Sono più spesso lievi e transitorie: risposte normali a eventi
straordinari che si riducono in pochi giorni anche senza interventi
specialistici ma che interferiscono con la capacità di fronteggiare il
trauma. Circa 1/3 di chi è direttamente esposto a eventi come quello di
Parigi, però, può sviluppare un disturbo psichiatrico (più spesso dello
spettro dello stress) che, a differenza dei problemi fisici, rimane
generalmente sconosciuto, viene diagnosticato con difficoltà e non è
adeguatamente trattato. Forse i problemi psicologici non saranno
l’aspetto principale da affrontare dopo la strage di Parigi, ma
bisognerà tenerli in grande considerazione per ridurre la percezione di
vulnerabilità e restituire il senso della quotidianità a una civiltà
colpita nella mente.
°°°
Carlo Freccero
Daniela Strumia
Strategia del caos made in Usa
Guerra e media. La strategia è disseminare i territori da conquistare di focolai di guerra e di resistenza
Armare la resistenza locale, fare la guerra con le vite degli altri. Una specie di strategia della tensione a livello mondiale
Da allora il mondo islamico si è rivelato nella sua profonda antidemocraticità. Ma qualcosa ormai è sfuggita di mano
il manifesto, 18 novembre 2015
... Viene sempre in mente una commedia che si intitola Un mandarino per Teo.
Se dall’altra parte del pianeta, poteste decretare la morte di un
mandarino, per ereditarne l’immensa eredità, voi cosa fareste? Tutti
questi paesi governati antidemocraticamente hanno un elemento in comune:
la presenza di risorse energetiche, gas, petrolio, altre materie prime.
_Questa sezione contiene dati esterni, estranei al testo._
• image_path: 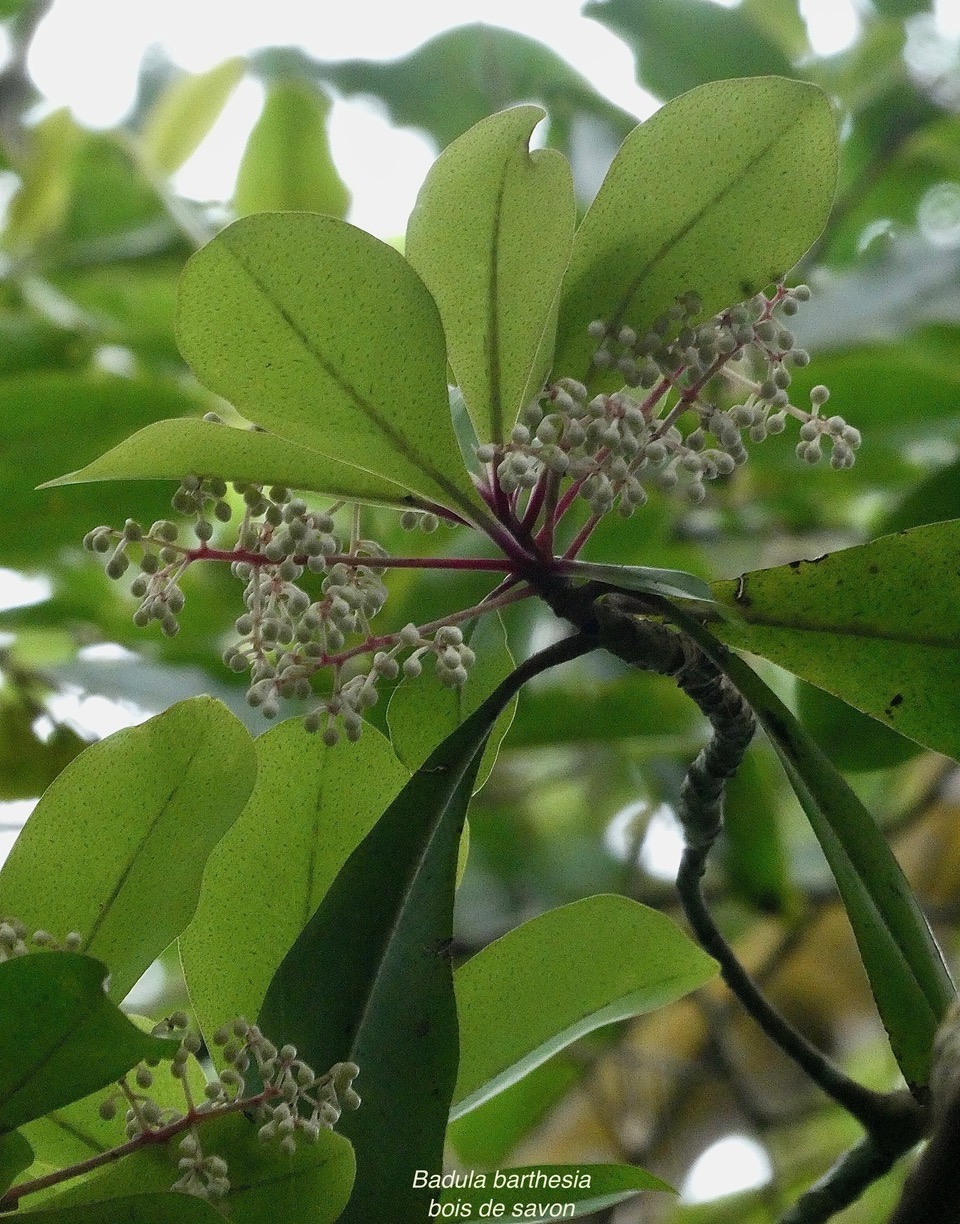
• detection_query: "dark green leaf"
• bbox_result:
[555,77,836,378]
[451,895,718,1118]
[583,0,792,98]
[178,213,485,519]
[407,106,574,442]
[180,718,409,1053]
[673,610,955,1084]
[568,561,714,602]
[0,696,256,999]
[714,520,960,758]
[437,1164,673,1224]
[0,952,174,1131]
[251,656,543,1224]
[11,1193,221,1224]
[0,1131,33,1195]
[12,371,209,564]
[387,613,517,789]
[234,81,350,217]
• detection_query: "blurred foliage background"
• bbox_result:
[0,0,960,1224]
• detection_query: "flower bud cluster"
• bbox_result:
[99,1012,360,1200]
[478,285,860,518]
[213,1017,360,1155]
[0,918,83,963]
[84,476,474,745]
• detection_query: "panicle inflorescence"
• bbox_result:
[99,1012,360,1200]
[478,285,860,518]
[83,476,474,745]
[0,918,83,962]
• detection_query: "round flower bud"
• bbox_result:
[811,383,830,406]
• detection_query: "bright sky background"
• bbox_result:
[22,0,857,237]
[0,0,945,1184]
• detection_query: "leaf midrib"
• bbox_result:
[224,241,476,518]
[610,97,806,328]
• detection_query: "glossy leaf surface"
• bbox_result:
[44,419,416,507]
[714,520,960,758]
[0,952,175,1132]
[234,81,350,217]
[407,106,574,442]
[178,213,481,517]
[555,77,836,378]
[675,613,955,1084]
[438,1164,673,1220]
[0,696,256,999]
[180,718,409,1047]
[451,895,716,1118]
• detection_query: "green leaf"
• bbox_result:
[407,106,576,442]
[721,742,795,914]
[15,370,208,568]
[792,678,922,774]
[714,520,960,758]
[671,608,955,1084]
[40,1114,354,1224]
[567,561,714,603]
[451,895,716,1118]
[40,417,416,508]
[22,1015,207,1208]
[387,613,517,791]
[0,1131,33,1195]
[180,718,409,1047]
[583,0,792,98]
[178,213,485,519]
[0,952,175,1132]
[0,696,255,999]
[258,671,538,1224]
[555,77,836,378]
[12,1176,223,1224]
[4,106,83,248]
[437,1164,673,1224]
[140,55,246,175]
[307,23,636,155]
[234,81,350,217]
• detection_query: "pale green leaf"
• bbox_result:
[140,55,246,175]
[451,895,716,1118]
[234,81,350,217]
[40,417,416,508]
[407,106,574,442]
[0,952,175,1133]
[38,1114,354,1224]
[555,77,836,378]
[713,519,960,758]
[180,718,409,1037]
[178,213,484,519]
[0,696,256,999]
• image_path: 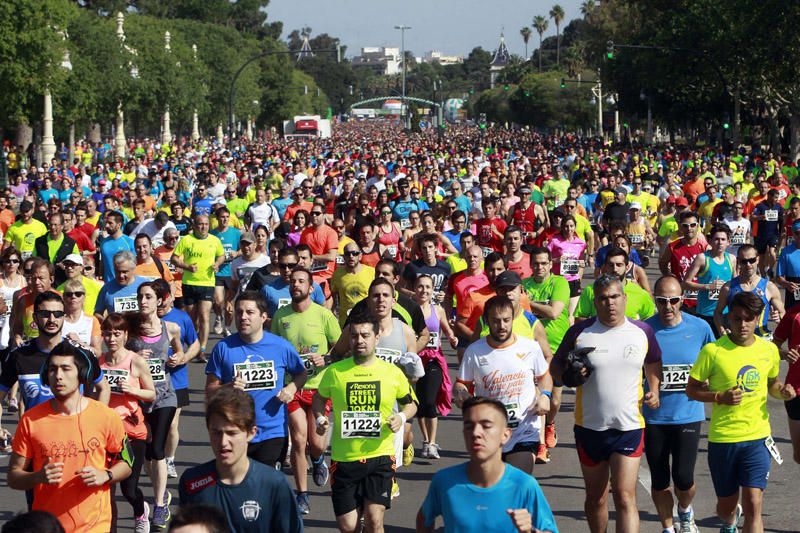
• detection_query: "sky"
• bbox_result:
[267,0,581,57]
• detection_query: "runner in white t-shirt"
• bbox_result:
[453,296,553,474]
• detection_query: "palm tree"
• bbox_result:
[581,0,596,19]
[550,4,564,67]
[533,15,548,73]
[519,26,533,61]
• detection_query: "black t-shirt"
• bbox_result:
[403,259,450,292]
[603,201,631,222]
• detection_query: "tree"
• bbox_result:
[533,15,547,72]
[519,26,532,61]
[550,4,564,67]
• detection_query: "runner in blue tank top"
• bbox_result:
[714,244,784,339]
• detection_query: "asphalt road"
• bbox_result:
[0,264,800,533]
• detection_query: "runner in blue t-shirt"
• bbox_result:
[211,206,241,335]
[179,388,303,533]
[642,276,715,531]
[206,291,306,469]
[417,397,558,533]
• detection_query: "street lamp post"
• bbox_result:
[394,24,411,128]
[161,31,172,144]
[41,28,72,161]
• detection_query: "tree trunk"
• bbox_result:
[14,122,33,150]
[789,111,800,162]
[89,122,103,144]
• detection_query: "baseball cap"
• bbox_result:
[64,254,83,265]
[494,270,522,288]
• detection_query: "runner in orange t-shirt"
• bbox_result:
[8,341,131,533]
[300,204,339,302]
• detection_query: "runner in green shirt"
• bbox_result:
[313,313,418,531]
[575,248,656,320]
[522,247,570,458]
[272,268,342,514]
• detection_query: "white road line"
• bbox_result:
[639,461,653,498]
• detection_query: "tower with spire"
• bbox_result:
[489,31,511,89]
[297,31,314,61]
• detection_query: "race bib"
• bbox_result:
[506,403,521,429]
[425,331,439,348]
[339,411,381,439]
[628,233,644,244]
[375,348,400,364]
[233,361,278,390]
[103,368,129,394]
[114,294,139,313]
[147,359,167,383]
[561,256,581,276]
[764,435,783,465]
[661,365,692,391]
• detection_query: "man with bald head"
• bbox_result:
[642,275,715,531]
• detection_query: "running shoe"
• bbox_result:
[295,492,311,514]
[133,502,150,533]
[544,423,558,448]
[166,459,178,478]
[428,442,439,459]
[403,444,414,466]
[419,441,431,459]
[678,507,700,533]
[536,443,550,465]
[311,454,330,487]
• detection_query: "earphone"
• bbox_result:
[39,339,99,386]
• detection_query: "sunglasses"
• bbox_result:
[36,309,65,318]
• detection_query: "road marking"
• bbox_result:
[639,461,653,498]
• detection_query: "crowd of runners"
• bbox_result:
[0,120,800,533]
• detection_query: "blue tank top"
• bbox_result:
[697,252,733,316]
[726,276,771,337]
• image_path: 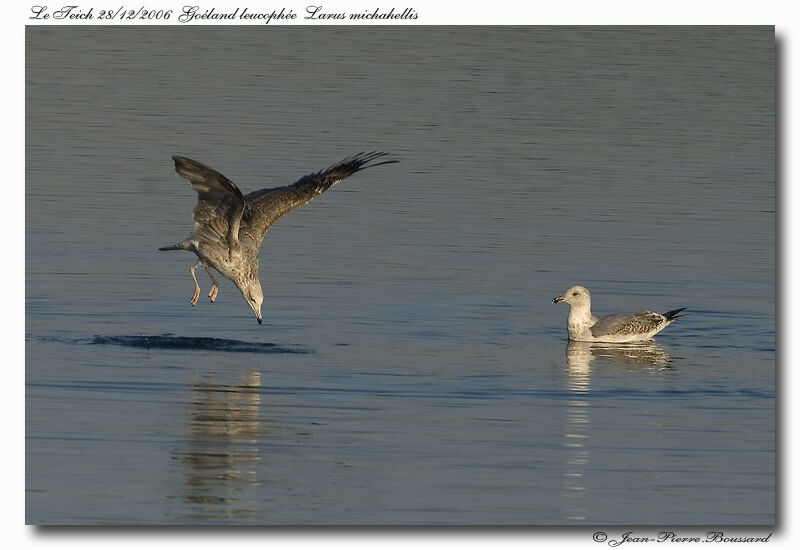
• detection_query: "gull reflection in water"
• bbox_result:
[567,340,672,374]
[564,341,671,521]
[173,371,261,522]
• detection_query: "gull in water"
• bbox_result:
[553,286,686,343]
[159,151,398,325]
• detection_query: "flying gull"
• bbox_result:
[553,286,686,343]
[159,151,398,325]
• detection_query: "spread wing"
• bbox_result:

E’ normale schiacciare il bottone che ci permette di annetterci tutte
queste risorse. Soprattutto se questa scelta avviene in nome di nobili
valori. Tutto questo cessa di funzionare se il mandarino siamo noi.
Su questo argomento circolano sul Net spiegazioni opposte. Da un lato la
famosa affermazione di Hillary Clinton: «l’Isis è una nostra creatura
che ci è sfuggita di mano».
Dall’altro, voci più maliziose insinuano, semplicemente, che sia giunta
la nostra ora di sperimentare lo status di colonie statunitensi. In ogni
caso vi invitiamo a riflettere. Se si applica la strategia del caos,
come possiamo poi pretendere che questo caos non ci travolga?